今日的皇宫,银装素裹,张灯结彩。
冬至大朝会,对整个皇宫、乃至整个大夏朝来说,都是举足轻重的庆典,素有“冬至大如年”之称。节日从前一晚深夜开始,皇帝将率宗亲外戚登坛观星祭天,清晨在太极殿接受朝贺,办理宴飨,藩属使节均参与,仪仗恢弘,规模宏大。
而在繁华盛景下,人心各异,暗流涌动。
有人满满期待,欲借庆典讨得皇帝欢心,谋得些许赏赐;意图在众人面前崭露头角,彰显自身才学。更有人,暗藏祸心,伺机而动。
太子殿,内室中有两人举杯而谈。
“太子,今日后,咱们可就再也见不到九弟那副狼狈模样了,你没和他好好道个别?”四皇子凌兆武听得外面热闹的演练礼仪声音,粗声粗气地冲着凌瑾瑜咧嘴一笑,语气里满是幸灾乐祸。
他身形魁梧,眉眼间带着几分霸道与憨直。
凌瑾瑜微微一笑:“四弟,九弟行事乖张,不得不惩罚。身为兄长,未能教好弟弟,我很是惭愧啊,还是不提也罢。”
凌兆武端起茶杯猛灌一口,“太子你向来敦厚仁慈,你认他做弟弟,他未必就认你这个兄长。”话音稍顿,他话锋一转,语气带着几分质疑:“再说了,映雪前几日去冷宫救下他这事,不知道是否是太子的授意?”
听见奚映雪的名字,凌瑾瑜眼中不悦一闪而过。
他指尖轻轻摩挲着茶杯边缘,语气依旧淡然:“映雪心地纯善,又刚得了御赐之物,看他可怜,一时被他花言巧语哄骗了也不奇怪。”

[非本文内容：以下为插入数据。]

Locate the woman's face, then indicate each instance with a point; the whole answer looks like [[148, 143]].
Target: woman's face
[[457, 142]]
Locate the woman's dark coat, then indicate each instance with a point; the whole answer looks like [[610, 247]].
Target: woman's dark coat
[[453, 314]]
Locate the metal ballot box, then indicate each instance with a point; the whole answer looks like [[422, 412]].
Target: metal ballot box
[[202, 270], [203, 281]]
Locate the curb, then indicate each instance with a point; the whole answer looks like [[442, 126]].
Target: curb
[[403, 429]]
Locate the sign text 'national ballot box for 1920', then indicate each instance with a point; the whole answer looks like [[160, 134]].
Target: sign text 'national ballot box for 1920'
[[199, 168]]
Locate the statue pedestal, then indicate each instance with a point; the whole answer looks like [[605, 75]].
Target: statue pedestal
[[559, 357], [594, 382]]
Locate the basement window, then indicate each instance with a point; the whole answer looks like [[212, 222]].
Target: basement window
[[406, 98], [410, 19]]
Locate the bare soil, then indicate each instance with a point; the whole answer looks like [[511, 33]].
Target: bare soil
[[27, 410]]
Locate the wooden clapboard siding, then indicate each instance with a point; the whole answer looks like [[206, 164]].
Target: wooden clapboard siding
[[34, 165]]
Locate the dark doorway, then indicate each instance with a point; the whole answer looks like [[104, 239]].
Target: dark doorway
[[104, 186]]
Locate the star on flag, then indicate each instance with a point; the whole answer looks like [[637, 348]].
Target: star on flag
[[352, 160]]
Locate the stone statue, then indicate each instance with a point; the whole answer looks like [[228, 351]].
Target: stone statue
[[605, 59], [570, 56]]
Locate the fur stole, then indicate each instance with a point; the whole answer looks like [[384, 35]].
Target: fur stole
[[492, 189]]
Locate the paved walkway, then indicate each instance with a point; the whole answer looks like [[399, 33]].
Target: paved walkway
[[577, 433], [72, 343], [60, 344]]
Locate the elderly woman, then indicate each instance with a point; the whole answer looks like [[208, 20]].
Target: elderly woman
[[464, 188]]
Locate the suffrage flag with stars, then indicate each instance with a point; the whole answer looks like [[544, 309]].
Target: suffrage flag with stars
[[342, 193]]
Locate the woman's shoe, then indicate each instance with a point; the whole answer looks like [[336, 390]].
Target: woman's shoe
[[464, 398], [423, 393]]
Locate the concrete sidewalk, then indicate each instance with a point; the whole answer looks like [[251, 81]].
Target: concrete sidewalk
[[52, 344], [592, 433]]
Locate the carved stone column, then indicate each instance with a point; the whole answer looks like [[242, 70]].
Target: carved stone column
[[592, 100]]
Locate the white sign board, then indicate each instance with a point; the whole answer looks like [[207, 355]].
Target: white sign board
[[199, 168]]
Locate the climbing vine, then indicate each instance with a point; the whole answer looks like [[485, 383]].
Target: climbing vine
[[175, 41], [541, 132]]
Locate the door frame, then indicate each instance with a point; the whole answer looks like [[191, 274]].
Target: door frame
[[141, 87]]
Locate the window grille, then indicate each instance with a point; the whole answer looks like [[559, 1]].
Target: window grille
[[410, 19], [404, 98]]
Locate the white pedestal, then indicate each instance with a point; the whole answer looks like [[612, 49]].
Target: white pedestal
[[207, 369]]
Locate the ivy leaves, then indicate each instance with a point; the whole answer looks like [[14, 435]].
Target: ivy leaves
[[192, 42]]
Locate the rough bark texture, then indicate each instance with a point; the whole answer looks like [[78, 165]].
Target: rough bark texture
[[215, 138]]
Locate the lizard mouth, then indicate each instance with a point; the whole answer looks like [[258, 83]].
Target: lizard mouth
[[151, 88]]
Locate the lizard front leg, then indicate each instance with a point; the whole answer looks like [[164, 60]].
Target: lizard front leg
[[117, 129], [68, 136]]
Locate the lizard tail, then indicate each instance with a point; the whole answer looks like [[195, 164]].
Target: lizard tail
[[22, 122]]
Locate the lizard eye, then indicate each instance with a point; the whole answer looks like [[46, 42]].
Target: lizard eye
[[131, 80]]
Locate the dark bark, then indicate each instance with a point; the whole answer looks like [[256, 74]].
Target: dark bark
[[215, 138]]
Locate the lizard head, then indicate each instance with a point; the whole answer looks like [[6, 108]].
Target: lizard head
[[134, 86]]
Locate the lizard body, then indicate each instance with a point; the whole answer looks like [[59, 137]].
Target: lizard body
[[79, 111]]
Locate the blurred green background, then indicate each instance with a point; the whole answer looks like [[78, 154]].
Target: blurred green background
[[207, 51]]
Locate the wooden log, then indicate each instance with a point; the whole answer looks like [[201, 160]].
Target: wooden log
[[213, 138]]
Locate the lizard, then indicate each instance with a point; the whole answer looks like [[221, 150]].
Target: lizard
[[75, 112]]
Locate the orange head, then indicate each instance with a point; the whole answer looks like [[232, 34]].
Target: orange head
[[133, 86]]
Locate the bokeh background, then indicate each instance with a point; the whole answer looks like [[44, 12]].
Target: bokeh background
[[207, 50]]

“呵呵,映雪妹妹一介女流,行事骄纵却也无伤大雅,我自然不会计较,”凌兆武低笑道,眼神里藏着几分觊觎,“太子可得看好她,若是实在棘手,我便帮你多照看几分,省得她一时糊涂坏了大事。”
凌瑾瑜面色依旧温和,手指却悄然捏紧了茶杯杯沿。
奚映雪也是他能肖想的?
凌兆武这等莽撞蠢物,不过是借母家势力掌管禁卫,可是太过愚蠢!只配当个棋子,又怎么值得他当成对手?
“这是自然,今日观星祭祀一过,基本也就尘埃落定了。”凌瑾瑜突然话锋一转,“也希望四弟尽快觅得良人,莫要再对映雪过分关心,惹人非议。”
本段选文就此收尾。